Riverbend and her family, now refugees facing an uncertain future in a new home, are just a few among millions who have been displaced by religious warfare, and not just in Iraq. After last year’s clash between Israel and Hezbollah, and now continuing street violence and political gridlock, Lebanon is another place whose stability seems increasingly tenuous:
[Edgard] Baradhi, a 29-year-old Maronite Christian electrician, is moving to Qatar later this month, joining thousands of Lebanese of all faiths and political inclinations who are emigrating for tranquility and higher-paying employment.
…Bishops of Lebanon’s Maronite Church estimate that 1 million, or one in four, Lebanese left during the past year. “The country is on the edge of an abyss,” they said in a Sept. 25 public letter urging politicians to settle their differences.
Indeed, it’s not just Lebanon and Iraq that have been blighted by sectarian struggle:
Across the Middle East and North Africa, it’s rare to have a conversation with a young person who doesn’t want to emigrate to the U.S., Canada, Europe or Australia. Internal conflict scars countries from Morocco to Iraq, and unemployment across the region tops 10 percent.
Although the U.S., Canada, Europe and Australia are known for being industrialized First World countries with healthy economies, the obvious reason so many people want to emigrate there is more basic: because those countries, unlike Lebanon or Iraq, have a real separation of church and state, and are not convulsed by warfare between competing religious sects.
War in any form is a severe drain on the people and resources of a nation, of course, but religious war is especially destructive. Religious warfare is a vicious spiral, because it drives away a region’s intelligent, secular, educated professionals – the very people whose presence is most likely to foster peace and stability – and leaves behind only the violent, reckless fanatics who are willing to slaughter each other over a pointless patch of earth, thus leading to further violence and instability, and further promoting the economic collapse that breeds the fanaticism and reckless despair of the next generation of holy warriors.

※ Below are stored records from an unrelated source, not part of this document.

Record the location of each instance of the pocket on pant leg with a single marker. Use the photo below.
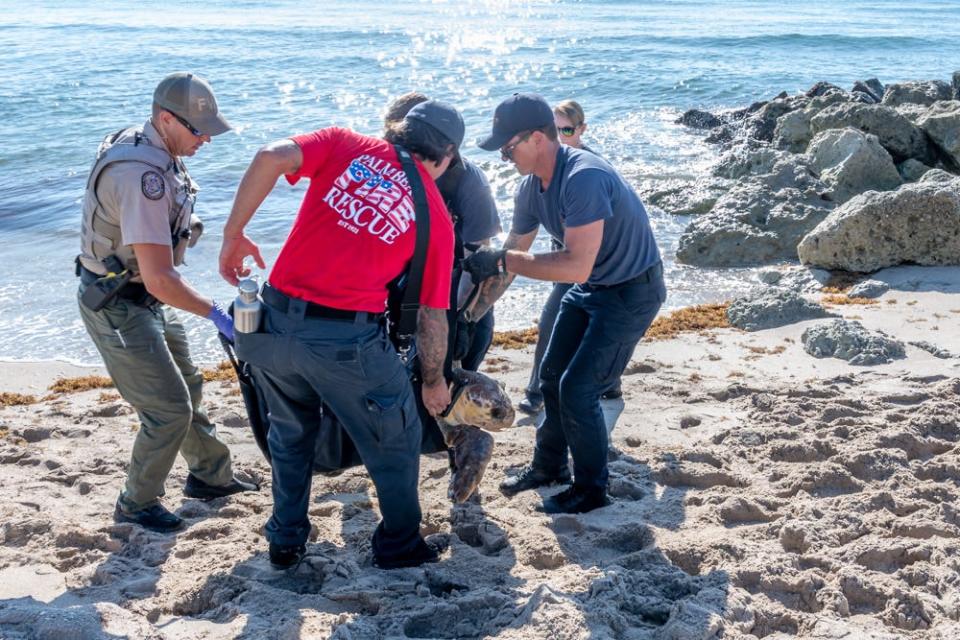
(611, 360)
(393, 409)
(257, 349)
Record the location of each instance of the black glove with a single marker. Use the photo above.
(463, 338)
(486, 263)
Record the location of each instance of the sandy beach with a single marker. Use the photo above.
(758, 492)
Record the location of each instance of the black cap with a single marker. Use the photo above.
(519, 112)
(441, 117)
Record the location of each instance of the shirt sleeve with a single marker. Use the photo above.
(435, 290)
(316, 147)
(525, 217)
(475, 203)
(587, 198)
(139, 198)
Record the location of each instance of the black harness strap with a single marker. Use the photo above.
(410, 307)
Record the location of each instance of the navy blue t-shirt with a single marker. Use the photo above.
(584, 189)
(469, 198)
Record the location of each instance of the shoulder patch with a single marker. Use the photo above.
(152, 185)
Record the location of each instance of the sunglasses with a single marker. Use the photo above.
(192, 129)
(506, 153)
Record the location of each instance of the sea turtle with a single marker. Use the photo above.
(478, 405)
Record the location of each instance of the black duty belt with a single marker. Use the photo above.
(648, 276)
(135, 292)
(281, 302)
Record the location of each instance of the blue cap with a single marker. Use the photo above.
(441, 117)
(519, 112)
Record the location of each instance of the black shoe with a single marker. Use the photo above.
(424, 553)
(530, 407)
(154, 518)
(197, 488)
(576, 500)
(612, 394)
(286, 556)
(531, 477)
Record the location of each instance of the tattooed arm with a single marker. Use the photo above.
(493, 288)
(431, 351)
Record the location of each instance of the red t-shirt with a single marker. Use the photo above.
(356, 230)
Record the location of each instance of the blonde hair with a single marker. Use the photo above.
(572, 111)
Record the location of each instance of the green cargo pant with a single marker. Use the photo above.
(146, 353)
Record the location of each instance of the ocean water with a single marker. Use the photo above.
(74, 71)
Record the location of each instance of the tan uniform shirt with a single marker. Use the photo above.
(142, 202)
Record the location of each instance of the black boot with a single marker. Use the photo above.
(286, 556)
(531, 477)
(197, 488)
(155, 518)
(576, 500)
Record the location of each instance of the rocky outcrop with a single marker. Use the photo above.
(851, 162)
(912, 170)
(793, 130)
(919, 224)
(789, 161)
(760, 220)
(895, 132)
(849, 340)
(770, 308)
(868, 289)
(923, 92)
(942, 123)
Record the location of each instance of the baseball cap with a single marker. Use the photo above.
(441, 117)
(191, 98)
(519, 112)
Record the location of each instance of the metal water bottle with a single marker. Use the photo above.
(248, 307)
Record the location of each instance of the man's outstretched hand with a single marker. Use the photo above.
(486, 263)
(233, 252)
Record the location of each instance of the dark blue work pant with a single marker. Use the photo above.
(301, 363)
(593, 339)
(548, 318)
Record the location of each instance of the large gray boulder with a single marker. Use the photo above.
(896, 133)
(924, 92)
(793, 130)
(942, 124)
(851, 162)
(770, 308)
(918, 224)
(849, 340)
(760, 220)
(937, 176)
(762, 124)
(912, 170)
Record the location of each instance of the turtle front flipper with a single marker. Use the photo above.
(472, 449)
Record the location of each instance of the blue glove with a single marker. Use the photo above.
(219, 316)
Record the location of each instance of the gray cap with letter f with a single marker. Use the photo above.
(191, 98)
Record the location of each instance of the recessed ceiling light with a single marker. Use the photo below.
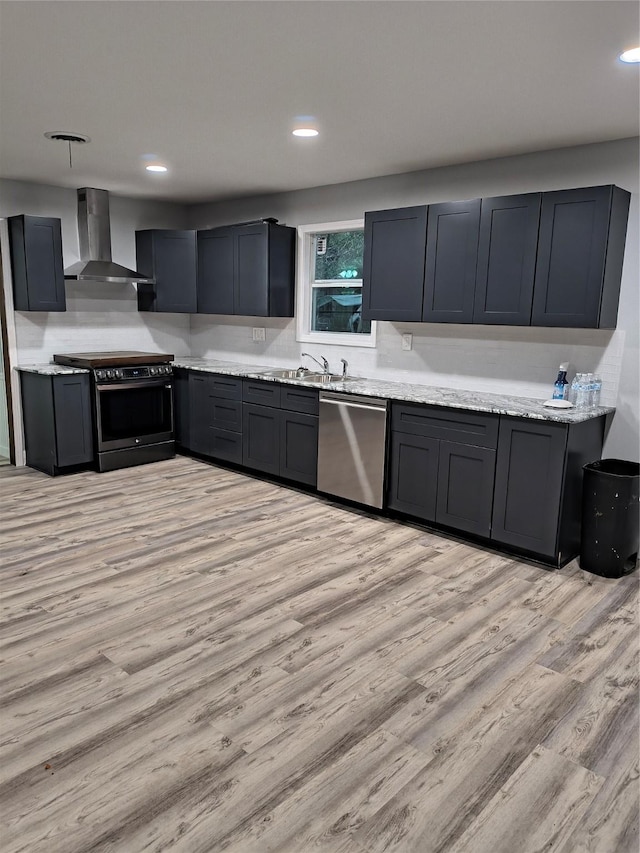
(632, 55)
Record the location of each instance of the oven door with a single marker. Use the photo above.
(132, 414)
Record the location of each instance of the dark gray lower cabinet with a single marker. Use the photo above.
(465, 487)
(299, 447)
(58, 423)
(442, 465)
(413, 475)
(538, 488)
(215, 416)
(281, 438)
(261, 438)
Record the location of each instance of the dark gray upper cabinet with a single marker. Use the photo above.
(58, 422)
(393, 271)
(215, 271)
(507, 259)
(451, 258)
(37, 269)
(247, 270)
(170, 258)
(580, 254)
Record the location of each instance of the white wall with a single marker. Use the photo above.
(99, 316)
(516, 360)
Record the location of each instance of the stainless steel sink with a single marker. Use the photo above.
(306, 375)
(286, 374)
(325, 378)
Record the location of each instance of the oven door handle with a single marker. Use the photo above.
(135, 384)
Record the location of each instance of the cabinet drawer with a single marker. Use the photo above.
(223, 444)
(295, 399)
(261, 393)
(225, 414)
(227, 387)
(475, 428)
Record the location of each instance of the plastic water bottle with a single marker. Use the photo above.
(582, 391)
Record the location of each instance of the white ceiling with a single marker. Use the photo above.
(213, 88)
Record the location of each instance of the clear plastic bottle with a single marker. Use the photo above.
(582, 391)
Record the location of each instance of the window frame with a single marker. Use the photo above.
(304, 287)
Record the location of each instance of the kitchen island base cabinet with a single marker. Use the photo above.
(538, 487)
(58, 422)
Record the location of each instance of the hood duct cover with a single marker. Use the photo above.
(94, 235)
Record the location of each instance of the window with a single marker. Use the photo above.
(330, 285)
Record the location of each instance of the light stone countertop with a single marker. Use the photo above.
(50, 369)
(500, 404)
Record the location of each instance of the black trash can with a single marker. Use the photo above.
(610, 517)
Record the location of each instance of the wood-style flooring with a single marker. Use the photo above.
(194, 660)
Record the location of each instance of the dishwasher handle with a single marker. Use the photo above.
(358, 402)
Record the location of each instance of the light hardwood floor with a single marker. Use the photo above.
(194, 660)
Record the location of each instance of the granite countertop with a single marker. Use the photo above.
(501, 404)
(50, 369)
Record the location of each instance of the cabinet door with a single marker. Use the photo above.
(465, 487)
(413, 475)
(450, 267)
(574, 227)
(507, 259)
(528, 488)
(36, 263)
(170, 258)
(393, 271)
(215, 271)
(251, 294)
(261, 438)
(299, 447)
(73, 420)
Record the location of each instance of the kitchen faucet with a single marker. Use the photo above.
(324, 365)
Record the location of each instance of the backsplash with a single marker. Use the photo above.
(99, 317)
(522, 361)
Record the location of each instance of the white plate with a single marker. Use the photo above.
(558, 404)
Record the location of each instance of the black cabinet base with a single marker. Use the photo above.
(131, 456)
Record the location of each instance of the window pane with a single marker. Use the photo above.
(337, 309)
(338, 255)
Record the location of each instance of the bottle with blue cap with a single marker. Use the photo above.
(561, 386)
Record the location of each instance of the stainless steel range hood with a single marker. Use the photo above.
(94, 235)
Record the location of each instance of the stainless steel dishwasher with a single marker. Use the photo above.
(351, 447)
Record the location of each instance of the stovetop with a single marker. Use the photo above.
(117, 358)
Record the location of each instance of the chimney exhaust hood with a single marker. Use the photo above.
(94, 235)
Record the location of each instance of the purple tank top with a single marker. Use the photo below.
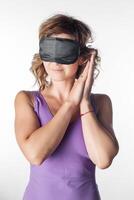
(68, 173)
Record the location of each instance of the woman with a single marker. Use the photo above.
(63, 129)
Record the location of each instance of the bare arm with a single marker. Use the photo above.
(36, 142)
(99, 135)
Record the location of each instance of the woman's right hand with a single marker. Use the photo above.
(77, 90)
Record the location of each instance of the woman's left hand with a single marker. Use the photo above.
(89, 80)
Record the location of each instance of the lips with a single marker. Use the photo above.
(57, 69)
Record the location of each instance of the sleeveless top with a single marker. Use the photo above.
(68, 173)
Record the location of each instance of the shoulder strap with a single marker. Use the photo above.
(93, 102)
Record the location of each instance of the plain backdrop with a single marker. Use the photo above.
(113, 30)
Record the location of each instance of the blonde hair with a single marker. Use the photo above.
(57, 24)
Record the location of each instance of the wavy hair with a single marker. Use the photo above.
(61, 23)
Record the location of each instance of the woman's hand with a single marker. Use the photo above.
(82, 86)
(89, 79)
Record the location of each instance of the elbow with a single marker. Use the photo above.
(36, 160)
(104, 165)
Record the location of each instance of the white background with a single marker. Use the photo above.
(113, 29)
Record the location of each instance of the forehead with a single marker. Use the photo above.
(63, 35)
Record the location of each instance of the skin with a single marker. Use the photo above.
(100, 140)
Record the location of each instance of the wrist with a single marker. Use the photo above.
(85, 106)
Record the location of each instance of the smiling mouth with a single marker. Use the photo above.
(57, 69)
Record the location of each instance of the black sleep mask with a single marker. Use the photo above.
(60, 50)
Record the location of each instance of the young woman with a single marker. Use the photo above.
(63, 129)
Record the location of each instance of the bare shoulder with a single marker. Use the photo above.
(25, 96)
(102, 102)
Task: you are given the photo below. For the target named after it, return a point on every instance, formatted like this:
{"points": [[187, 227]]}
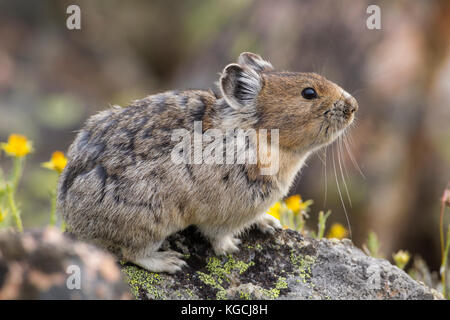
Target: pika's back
{"points": [[115, 139]]}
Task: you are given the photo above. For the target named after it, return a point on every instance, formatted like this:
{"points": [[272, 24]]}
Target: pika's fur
{"points": [[121, 190]]}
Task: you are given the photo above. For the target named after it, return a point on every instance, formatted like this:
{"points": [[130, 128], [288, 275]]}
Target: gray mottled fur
{"points": [[121, 191]]}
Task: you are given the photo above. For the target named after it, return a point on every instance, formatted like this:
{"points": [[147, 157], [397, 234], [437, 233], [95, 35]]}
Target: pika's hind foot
{"points": [[161, 261], [268, 224], [225, 245]]}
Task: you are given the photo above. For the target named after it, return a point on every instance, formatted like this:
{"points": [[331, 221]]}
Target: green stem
{"points": [[53, 209], [441, 224], [322, 223], [444, 265], [12, 206], [17, 172]]}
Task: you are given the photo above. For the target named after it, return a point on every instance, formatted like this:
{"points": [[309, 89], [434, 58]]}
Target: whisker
{"points": [[340, 193], [339, 151], [326, 179], [351, 156]]}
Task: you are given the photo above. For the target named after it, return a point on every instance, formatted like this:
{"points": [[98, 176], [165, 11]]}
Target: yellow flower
{"points": [[57, 162], [337, 231], [17, 146], [2, 215], [401, 258], [296, 204], [274, 211]]}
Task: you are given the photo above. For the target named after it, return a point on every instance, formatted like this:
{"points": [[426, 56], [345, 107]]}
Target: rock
{"points": [[45, 264], [283, 266]]}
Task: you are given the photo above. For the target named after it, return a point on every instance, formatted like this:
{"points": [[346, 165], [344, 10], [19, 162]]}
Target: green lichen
{"points": [[275, 292], [139, 279], [219, 273]]}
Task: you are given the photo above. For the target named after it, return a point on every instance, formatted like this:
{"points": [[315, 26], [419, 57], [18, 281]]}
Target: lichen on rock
{"points": [[283, 266]]}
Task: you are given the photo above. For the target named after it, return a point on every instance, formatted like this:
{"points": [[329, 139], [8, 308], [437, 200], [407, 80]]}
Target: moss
{"points": [[219, 273], [275, 292], [139, 279]]}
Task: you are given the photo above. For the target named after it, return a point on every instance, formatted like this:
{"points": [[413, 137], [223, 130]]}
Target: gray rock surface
{"points": [[283, 266], [45, 264]]}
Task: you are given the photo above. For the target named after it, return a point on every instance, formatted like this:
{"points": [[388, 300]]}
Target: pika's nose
{"points": [[351, 105]]}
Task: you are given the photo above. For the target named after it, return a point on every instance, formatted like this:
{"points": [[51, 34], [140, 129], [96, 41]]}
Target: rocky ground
{"points": [[39, 264], [284, 266]]}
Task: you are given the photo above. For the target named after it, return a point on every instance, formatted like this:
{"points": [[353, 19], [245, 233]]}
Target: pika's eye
{"points": [[309, 93]]}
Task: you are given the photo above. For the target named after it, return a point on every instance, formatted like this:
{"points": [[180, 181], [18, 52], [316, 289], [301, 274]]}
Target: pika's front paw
{"points": [[268, 224], [225, 245], [163, 261]]}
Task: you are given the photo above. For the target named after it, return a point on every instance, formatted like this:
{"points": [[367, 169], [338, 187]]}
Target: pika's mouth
{"points": [[336, 120]]}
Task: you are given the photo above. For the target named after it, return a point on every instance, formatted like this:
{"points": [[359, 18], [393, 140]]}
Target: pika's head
{"points": [[308, 110]]}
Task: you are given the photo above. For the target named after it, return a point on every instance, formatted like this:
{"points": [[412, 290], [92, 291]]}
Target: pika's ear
{"points": [[239, 85], [254, 62]]}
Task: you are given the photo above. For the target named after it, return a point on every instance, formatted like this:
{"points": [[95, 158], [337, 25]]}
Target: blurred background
{"points": [[52, 79]]}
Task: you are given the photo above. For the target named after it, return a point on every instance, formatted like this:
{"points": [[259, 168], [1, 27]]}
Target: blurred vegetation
{"points": [[52, 79]]}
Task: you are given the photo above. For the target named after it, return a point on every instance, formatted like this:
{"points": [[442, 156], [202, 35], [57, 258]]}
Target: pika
{"points": [[122, 190]]}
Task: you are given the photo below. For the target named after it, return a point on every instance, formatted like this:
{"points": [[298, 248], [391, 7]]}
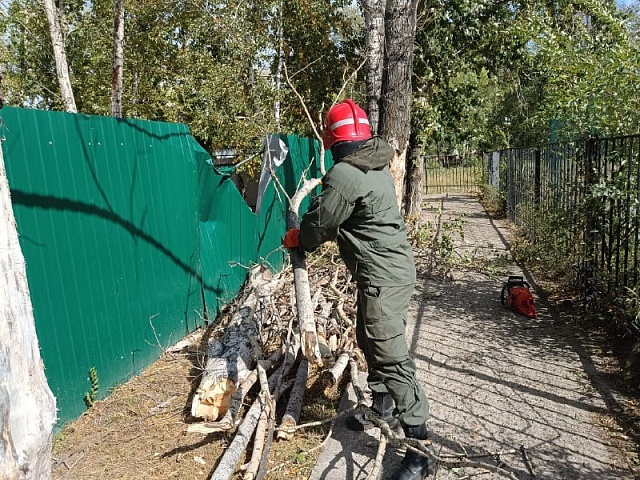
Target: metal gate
{"points": [[454, 173]]}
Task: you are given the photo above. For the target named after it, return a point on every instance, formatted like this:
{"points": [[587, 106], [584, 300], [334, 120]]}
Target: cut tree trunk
{"points": [[395, 111], [27, 405], [229, 362], [374, 21], [304, 306]]}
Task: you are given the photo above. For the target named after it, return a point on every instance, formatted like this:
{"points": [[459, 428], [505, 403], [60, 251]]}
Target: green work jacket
{"points": [[358, 208]]}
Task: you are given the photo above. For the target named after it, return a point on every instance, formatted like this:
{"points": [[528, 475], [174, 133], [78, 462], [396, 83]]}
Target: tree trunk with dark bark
{"points": [[374, 21], [395, 111], [414, 186]]}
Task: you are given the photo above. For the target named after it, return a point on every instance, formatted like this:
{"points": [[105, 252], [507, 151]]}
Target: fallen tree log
{"points": [[230, 360], [234, 451], [294, 407]]}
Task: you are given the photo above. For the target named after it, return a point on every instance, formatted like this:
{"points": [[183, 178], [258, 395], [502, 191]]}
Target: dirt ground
{"points": [[550, 398]]}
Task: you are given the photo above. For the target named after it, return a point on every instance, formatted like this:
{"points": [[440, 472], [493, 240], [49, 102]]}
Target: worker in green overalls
{"points": [[358, 208]]}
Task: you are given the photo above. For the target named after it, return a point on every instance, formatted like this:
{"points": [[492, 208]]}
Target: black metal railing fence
{"points": [[581, 199]]}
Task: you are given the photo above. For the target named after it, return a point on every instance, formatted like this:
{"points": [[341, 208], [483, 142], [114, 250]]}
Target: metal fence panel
{"points": [[127, 230], [581, 197], [111, 263]]}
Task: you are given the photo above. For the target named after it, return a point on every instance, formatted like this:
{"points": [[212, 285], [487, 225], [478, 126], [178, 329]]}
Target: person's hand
{"points": [[292, 238]]}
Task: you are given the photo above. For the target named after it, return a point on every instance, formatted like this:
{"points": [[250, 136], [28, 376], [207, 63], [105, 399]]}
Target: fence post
{"points": [[591, 221], [511, 188], [494, 170]]}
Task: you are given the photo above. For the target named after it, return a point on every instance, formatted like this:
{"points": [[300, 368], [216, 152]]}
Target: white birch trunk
{"points": [[118, 58], [374, 22], [60, 55], [27, 405]]}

Making things worse is that, unlike many forms of political or nationalistic warfare, religious conflict is particularly resistant to diplomatic resolution. When two factions are fighting over their form of government, or access to natural resources, those are material concerns rooted in the real world, where a compromise can usually be reached. But when the warring sides are each convinced that they best represent God’s will, that they are carrying out his wishes, then diplomatic resolution is almost impossible. After all, how can we of the true faith compromise with the enemies of God? If God has told us that we are to have this land, why should we accept anything less from other human beings? Why stop fighting when God has promised that victory is imminent?
As anyone can see from the religious conflicts still smoldering after centuries, humanity’s ability to hold a grudge in these matters is essentially limitless. There seems little hope that any of these battles will subside any time soon, though the rest of the world’s nations should do what we can to abate them. It may be that the best hope, in the long run, for any of these conflicts to cease is for the driving-out process to finish. Once there’s no one left in the disputed territories but fanatics, it may be that they’ll realize how pitiful and backward they’ve become compared to the rest of the planet, and finally decide to set their grudges aside and seek peace.